Trump, 74, will be moved to a special suite at Walter Reed National Military Medical Centre in Bethesda, Maryland, for the next few days as a precautionary measure, White House press secretary Kayleigh McEnany said.
“Out of an abundance of caution, and at the recommendation of his physician and medical experts, the President will be working from the presidential offices at Walter Reed for the next few days,” she said in a statement.
Trump has a mild fever, according to a source familiar with the matter. White House doctor Sean P. Conley wrote in a memo that he is “fatigued but in good spirits.”

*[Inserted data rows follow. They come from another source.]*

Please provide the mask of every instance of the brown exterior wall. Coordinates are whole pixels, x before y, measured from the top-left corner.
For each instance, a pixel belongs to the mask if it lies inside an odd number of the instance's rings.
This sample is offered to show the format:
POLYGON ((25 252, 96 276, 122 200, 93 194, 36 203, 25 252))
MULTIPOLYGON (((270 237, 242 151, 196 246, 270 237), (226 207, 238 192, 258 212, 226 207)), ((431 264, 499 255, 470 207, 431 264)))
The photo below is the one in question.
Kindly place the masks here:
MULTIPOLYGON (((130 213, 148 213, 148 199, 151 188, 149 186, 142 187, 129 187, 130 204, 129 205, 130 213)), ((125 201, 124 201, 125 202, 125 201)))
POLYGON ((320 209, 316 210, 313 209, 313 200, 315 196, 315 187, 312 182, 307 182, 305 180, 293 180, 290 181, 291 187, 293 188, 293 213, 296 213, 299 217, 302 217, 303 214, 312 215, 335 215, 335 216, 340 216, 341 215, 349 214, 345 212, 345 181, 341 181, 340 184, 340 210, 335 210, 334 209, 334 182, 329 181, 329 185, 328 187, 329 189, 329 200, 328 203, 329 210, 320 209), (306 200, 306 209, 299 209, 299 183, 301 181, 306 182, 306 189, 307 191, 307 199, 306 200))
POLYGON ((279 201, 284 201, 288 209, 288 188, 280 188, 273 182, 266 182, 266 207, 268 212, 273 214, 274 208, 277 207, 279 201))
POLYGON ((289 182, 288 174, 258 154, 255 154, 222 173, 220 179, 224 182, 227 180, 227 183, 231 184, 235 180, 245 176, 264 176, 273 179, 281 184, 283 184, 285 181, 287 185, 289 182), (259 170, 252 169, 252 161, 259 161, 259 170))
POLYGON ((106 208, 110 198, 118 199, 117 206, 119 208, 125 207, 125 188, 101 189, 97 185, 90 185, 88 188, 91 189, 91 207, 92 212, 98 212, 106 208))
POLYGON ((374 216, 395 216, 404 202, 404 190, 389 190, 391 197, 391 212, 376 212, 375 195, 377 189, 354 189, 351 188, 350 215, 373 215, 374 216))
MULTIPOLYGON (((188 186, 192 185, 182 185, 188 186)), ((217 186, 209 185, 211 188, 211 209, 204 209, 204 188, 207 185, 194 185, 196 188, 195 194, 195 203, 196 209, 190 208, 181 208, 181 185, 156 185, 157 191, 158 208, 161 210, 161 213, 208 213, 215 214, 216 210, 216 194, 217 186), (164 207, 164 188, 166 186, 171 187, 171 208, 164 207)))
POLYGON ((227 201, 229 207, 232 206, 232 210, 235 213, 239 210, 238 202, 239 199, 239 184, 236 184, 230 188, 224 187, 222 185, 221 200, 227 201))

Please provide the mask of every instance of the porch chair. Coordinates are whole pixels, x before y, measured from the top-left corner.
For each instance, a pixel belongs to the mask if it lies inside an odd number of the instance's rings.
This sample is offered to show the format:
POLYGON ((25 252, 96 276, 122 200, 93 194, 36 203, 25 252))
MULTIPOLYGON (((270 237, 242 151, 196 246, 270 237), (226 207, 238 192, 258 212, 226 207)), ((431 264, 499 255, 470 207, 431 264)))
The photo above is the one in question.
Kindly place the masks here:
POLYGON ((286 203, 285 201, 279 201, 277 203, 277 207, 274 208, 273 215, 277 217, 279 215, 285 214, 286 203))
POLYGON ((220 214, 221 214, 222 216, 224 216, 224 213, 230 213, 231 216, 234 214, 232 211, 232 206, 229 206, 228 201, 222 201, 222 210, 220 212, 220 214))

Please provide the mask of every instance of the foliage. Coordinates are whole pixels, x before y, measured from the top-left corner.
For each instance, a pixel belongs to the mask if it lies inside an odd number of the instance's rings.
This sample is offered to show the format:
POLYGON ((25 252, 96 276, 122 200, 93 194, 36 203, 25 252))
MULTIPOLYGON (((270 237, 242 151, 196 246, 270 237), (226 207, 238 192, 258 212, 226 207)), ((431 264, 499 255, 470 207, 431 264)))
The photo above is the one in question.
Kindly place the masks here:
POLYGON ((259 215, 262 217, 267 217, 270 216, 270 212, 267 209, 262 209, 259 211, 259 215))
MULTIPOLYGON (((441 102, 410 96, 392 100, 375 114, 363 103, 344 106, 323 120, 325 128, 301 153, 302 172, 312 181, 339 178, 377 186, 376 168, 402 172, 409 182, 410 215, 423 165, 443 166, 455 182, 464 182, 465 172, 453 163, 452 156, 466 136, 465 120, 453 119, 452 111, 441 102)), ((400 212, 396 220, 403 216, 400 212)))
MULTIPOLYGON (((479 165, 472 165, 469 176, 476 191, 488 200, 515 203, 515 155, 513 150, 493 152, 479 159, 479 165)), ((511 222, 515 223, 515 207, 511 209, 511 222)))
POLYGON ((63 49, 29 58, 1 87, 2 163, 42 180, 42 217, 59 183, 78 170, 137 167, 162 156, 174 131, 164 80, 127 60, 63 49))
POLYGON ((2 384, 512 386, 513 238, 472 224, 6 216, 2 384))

It was the latest recent setback for the Republican president, who is trailing Democratic rival Joe Biden in opinion polls ahead of the Nov. 3 presidential election.
Trump, who has played down the threat of the coronavirus pandemic from the outset, wrote on Twitter earlier on Friday that he and his wife Melania were going into quarantine after testing positive for the virus, which has killed more than 200,000 Americans and severely damaged the U.S. economy.
An active Twitter user, Trump has not posted any messages since then.
Trump is at high risk because of his age and weight. He has remained in apparent good health during his time in office but is not known to exercise regularly or to follow a healthy diet.
Conley said Trump has received a single dose of Regeneron’s polyclonal antibody cocktail, a technique that is used for treating a wide range of illnesses.
Data is limited on its effectiveness for COVID-19 but U.S. infectious disease chief Dr. Anthony Fauci is among those saying it has promise.
Trump is also taking zinc, Vitamin D, famotidine, melatonin and a daily aspirin.